There is a small diffuser that comes with another kit I believe...I think any diffuser should work.


----------



## shady280 (Oct 17, 2011)

ill check into those. the one that comes with the fluval kit is plastic, huge and ugly. thanks for the info, does the diffuser go by tank size?


----------



## spit.fire (Jan 3, 2011)

King eds sells diffusers for cheap


----------



## Korya (Jun 21, 2013)

I believe there are different sizes but truthfully even on a small tank the one I have for my 75g wouldn't be too big. I think its the medium size. I'm at work ATM. Would you like me to take a picture of the one I have when I get home or have you already found one to your liking?

Sent from Petguide.com Free App


----------



## Momobobo (Sep 28, 2010)

shady280 said:


> ill check into those. the one that comes with the fluval kit is plastic, huge and ugly. thanks for the info, does the diffuser go by tank size?

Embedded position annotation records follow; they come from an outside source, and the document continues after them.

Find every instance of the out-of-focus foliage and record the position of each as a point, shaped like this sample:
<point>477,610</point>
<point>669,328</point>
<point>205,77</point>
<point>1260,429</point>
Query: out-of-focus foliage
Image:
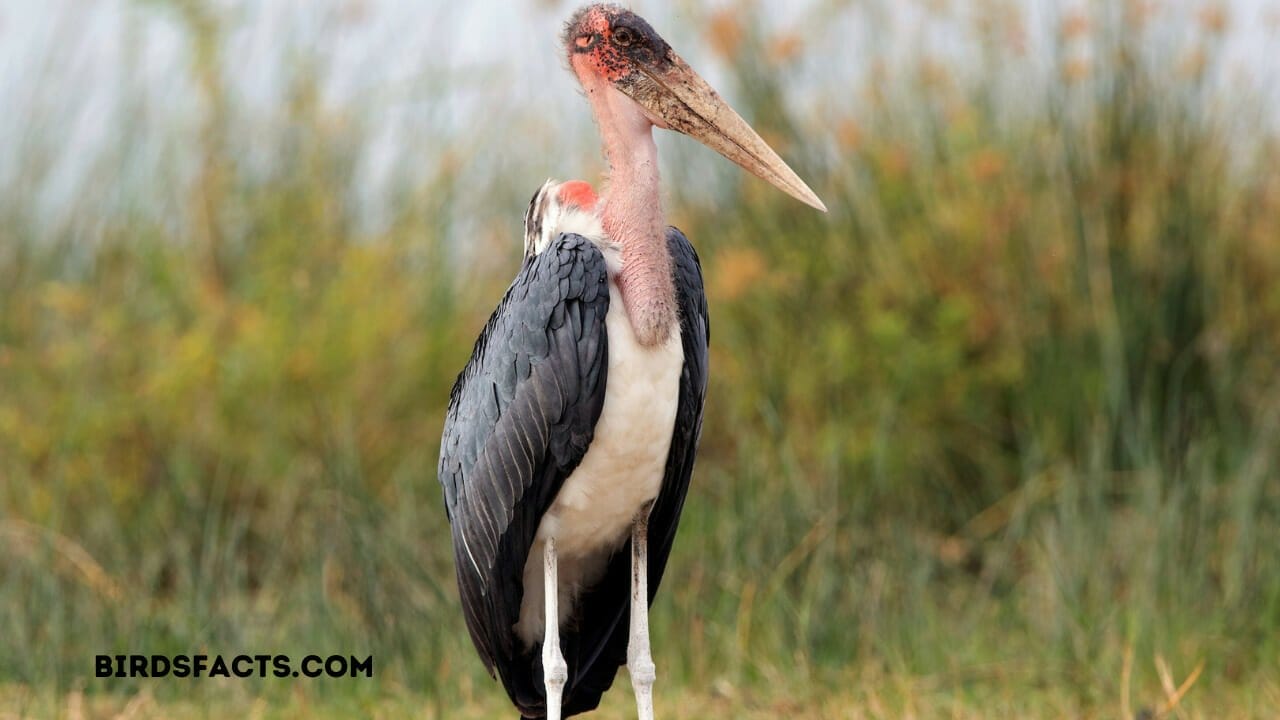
<point>1013,404</point>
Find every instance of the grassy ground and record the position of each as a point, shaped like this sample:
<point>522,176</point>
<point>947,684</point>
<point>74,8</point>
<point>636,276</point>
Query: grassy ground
<point>996,691</point>
<point>996,437</point>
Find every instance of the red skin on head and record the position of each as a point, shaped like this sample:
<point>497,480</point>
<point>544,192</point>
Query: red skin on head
<point>604,58</point>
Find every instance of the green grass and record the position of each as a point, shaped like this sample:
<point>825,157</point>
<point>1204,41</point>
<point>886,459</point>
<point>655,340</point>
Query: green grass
<point>996,437</point>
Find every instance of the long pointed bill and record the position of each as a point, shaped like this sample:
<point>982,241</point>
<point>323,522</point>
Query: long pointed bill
<point>682,100</point>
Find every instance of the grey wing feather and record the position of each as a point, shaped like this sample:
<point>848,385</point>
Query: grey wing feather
<point>521,417</point>
<point>598,645</point>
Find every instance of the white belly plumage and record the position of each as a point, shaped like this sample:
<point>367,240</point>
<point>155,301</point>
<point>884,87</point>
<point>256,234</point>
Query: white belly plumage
<point>622,469</point>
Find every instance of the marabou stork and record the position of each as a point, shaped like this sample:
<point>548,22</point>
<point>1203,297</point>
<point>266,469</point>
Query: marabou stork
<point>571,432</point>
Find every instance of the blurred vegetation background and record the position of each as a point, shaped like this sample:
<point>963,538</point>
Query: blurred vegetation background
<point>996,437</point>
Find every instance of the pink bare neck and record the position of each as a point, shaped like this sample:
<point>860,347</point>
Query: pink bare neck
<point>632,209</point>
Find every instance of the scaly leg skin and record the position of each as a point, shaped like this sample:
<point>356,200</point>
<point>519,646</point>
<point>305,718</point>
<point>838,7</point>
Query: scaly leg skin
<point>639,657</point>
<point>554,670</point>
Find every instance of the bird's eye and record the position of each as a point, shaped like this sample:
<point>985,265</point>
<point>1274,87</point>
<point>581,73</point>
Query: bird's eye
<point>624,37</point>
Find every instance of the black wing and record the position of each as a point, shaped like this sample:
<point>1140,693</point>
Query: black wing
<point>598,646</point>
<point>521,417</point>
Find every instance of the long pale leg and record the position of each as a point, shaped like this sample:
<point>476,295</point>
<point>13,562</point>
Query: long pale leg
<point>554,670</point>
<point>639,657</point>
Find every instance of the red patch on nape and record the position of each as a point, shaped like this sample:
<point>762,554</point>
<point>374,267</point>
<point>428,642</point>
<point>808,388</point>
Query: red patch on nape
<point>577,194</point>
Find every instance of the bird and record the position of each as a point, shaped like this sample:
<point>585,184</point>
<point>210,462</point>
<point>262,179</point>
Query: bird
<point>570,436</point>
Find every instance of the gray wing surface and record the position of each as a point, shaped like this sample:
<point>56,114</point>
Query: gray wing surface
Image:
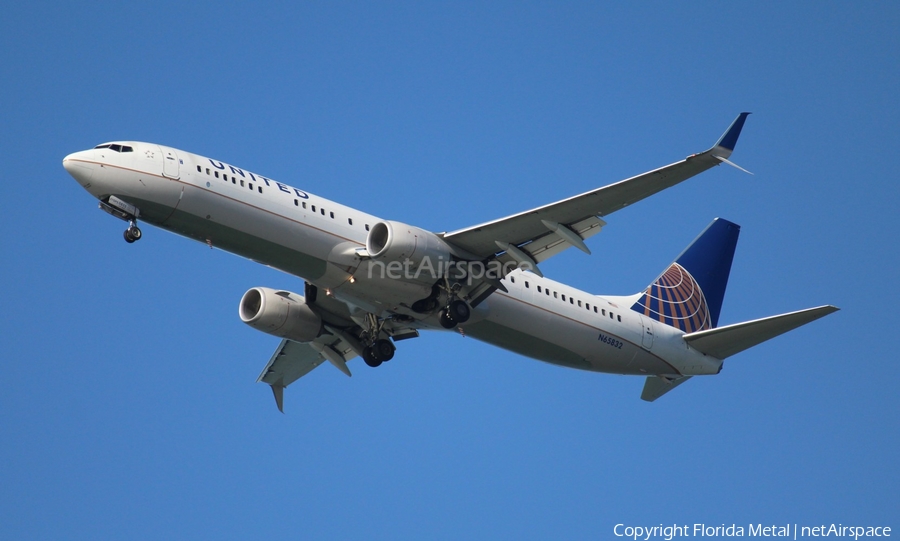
<point>293,360</point>
<point>580,214</point>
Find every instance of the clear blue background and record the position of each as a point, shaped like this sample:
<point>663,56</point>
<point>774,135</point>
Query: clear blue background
<point>129,408</point>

Hey, I thought I saw it. Fluval does have a line of ceramic diffuser discs made for their CO2 kit, IPU has them in stock.


----------



## shady280 (Oct 17, 2011)

thanks for the thoughts, honestly havent had time yet, i deliver for sysco and with christmas parties here my work load has risen drastically. just put in a 16 hour night!! ill take a look online with the brands you guys have mentioned, im sure there are pictures.


----------